これは、1970年の小学四年生1月号(発売は1969年12月)に掲載された作品です。
てんとう虫コミックスの最初のお話なので、ドラえもん登場のお話として、この作品が最もポピュラーだと思います。
初登場のドラえもん、今と違って、
ずんぐりむっくりしています。
これはこれでかわいらしくて良いですね。
ドラえもんと一緒に、のび太の
孫の孫である、
セワシくんもやってきます。
のび太は、二人に手渡されたアルバムにより、惨憺たる未来を見せつけられます。
この未来は、何一つ良いことがなく、本当に悲惨なものです。
セワシ: きみののこした借金がおおきすぎて、百年たってもかえしきれないんだよ。
だから、ぼくのうちはとってもびんぼうで……、今年のお年玉がたった五十円。
それはそれは……。
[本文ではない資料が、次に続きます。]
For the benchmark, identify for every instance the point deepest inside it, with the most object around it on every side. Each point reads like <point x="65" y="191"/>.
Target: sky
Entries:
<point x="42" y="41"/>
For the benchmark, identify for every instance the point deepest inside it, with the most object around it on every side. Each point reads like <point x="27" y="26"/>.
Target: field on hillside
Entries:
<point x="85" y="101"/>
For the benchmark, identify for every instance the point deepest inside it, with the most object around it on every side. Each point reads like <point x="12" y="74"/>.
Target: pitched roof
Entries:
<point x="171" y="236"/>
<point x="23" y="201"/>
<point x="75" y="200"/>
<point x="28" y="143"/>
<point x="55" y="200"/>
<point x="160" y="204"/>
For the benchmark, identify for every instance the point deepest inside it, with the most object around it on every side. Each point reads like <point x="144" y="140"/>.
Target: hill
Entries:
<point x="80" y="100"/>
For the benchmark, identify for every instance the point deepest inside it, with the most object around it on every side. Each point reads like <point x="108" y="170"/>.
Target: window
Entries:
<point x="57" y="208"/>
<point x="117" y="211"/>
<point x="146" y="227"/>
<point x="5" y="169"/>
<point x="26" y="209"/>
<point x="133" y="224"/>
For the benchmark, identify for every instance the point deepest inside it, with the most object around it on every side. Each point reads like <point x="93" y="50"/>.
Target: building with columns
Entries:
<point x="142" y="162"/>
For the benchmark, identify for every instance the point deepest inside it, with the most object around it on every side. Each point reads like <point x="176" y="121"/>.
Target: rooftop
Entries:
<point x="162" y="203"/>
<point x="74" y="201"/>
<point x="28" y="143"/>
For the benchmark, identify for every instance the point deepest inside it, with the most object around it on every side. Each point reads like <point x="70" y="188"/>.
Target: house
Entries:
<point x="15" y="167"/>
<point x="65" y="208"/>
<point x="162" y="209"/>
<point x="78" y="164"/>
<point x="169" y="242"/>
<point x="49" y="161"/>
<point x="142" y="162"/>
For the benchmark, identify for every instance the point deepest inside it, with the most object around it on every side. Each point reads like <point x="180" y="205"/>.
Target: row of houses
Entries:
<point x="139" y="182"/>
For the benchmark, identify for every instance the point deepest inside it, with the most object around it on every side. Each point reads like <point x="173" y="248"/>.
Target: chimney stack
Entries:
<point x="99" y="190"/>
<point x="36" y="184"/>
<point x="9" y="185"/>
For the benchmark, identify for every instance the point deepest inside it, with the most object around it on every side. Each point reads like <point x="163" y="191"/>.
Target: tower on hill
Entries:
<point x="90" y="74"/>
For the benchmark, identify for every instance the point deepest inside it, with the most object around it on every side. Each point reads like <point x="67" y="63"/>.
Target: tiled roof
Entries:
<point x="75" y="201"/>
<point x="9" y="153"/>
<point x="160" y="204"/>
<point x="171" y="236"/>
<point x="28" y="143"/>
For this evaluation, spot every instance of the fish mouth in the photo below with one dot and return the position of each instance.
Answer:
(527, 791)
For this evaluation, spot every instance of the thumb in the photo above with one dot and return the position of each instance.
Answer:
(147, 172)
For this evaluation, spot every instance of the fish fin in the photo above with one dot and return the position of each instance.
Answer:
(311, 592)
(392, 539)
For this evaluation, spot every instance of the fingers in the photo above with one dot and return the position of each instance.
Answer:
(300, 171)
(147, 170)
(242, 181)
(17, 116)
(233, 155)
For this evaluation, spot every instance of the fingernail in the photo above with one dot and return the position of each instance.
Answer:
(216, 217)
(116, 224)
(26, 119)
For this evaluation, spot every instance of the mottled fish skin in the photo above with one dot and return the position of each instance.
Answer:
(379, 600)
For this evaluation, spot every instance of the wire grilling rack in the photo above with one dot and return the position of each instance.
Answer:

のび太もかなり責任を感じて、涙を流しながら、
ぼくはもう、生きてるのがいやになっちゃった。
心中お察しします……。でも、落胆することはないようです。
ドラえもん: そんなに気を落とすなよ。
セワシ: 運命は変えることだってできるんだから。
おお、それは朗報ですね。ん? だけど……。
のび太: ぼくの運命が変わったら、きみは生まれてこないことになるぜ。
そうそう。のび太もなかなか鋭い。でも、問題ないらしいです。
セワシ: 心配はいらない。ほかでつりあいをとるから。歴史の流れが変わっても、けっきょくぼくは生まれてくるよ。たとえば、きみが大阪へ行くとする。いろんな乗りものや道すじがある。だけど、どれを選んでも、方角さえ正しければ大阪へ着けるんだ。
長くて丁寧な説明、ありがとうございます。
だけど……うーん、何かうまく言いくるめられた気がしないでもないんですけどね……。
のび太の未来が変わると、結婚相手もジャイ子から
しずかちゃんに変わることになるわけだけど、
ジャイ子の子孫だったはずのセワシくんは、のび太の結婚相手がしずかちゃんになっても、ちゃんと生まれてくることができるの?
ま、細かいことはいいか。きっとうまくいくんだね。
こうして、のび太とドラえもんの共同生活が始まりました。